The well known Dot Plot by the Federal Open Market Committee (FOMC) as part of its economic projectio materials on a quarterly basis.
It is noteworthy that Jerome Powell warned investors of taking the Dots too literally. While the Dot Plot is widely followed, regular readers of the FOMC’s projections will quickly note how volatile the committee’s predictions are, given the generally high uncertainty about future economic developments. Nevertheless, there is still value in it.

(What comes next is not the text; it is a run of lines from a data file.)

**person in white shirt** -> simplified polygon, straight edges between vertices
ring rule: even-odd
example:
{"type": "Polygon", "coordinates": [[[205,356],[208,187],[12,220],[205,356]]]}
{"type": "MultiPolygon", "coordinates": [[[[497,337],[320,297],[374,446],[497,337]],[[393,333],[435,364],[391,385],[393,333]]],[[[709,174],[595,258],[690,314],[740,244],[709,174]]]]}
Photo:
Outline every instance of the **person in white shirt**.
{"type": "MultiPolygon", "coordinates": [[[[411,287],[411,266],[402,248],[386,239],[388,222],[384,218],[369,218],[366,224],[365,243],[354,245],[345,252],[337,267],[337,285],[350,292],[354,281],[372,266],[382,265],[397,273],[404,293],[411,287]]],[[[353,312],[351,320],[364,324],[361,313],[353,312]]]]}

First of all, the Dots for the current year help investors gauge the near-term development of the Federal Funds Rate and thus help fix short-term interest rates. The FOMC’s longer-run rate expectation, on the other hand, has so far remained pretty stable and reflects the bank’s assessment of long-term equilibrium growth and inflation dynamics.
“They’re not a committee forecast, they’re not a plan. The dots are not a great forecaster of future rate moves. And that’s because it’s so highly uncertain.” (Jerome Powell)
Obviously, you can see the Dot Plot in the FOMC’s materials, so why should you bother replicating it yourself?
This article addresses a whole bunch of challenges related to data retrieval, processing and visualization:
- How to automatically retrieve the FOMC’s projections and make them machine-readable in Python?
- How to construct the Dot Plot in Python using Plotly?
- How to export the Plotly graphic as a static image or dynamic HTML file?
- How to create a dynamic, animated version of it that allows us to put the current Dots historically into perspective?
- How to host the dynamic HTML version of our graphic on GitHub?
- How can we efficiently retrieve the FOMC’s projections and make them machine-readable in Python?
While the Dots are the most recognized part of the FOMC’s projections, the committee also provides a growing set of other predictions that can be relevant for the assessment of the current economic outlook and historical analysis. Of course, you can access the website and copy/paste the data into excel. This becomes pretty painful, though, once you want to access all historical datasets, making it hard to maintain.
I used to replicate the DotPlot in Excel years ago and had to regularly update it for marketing publications — a process that is painfully cumbersome and highly error-prone. Fortunately, Rubén Hernández-Murillo from the Federal Reserve Bank of Cleveland did the heavy lifting years ago and was so kind to share his Python script on his website.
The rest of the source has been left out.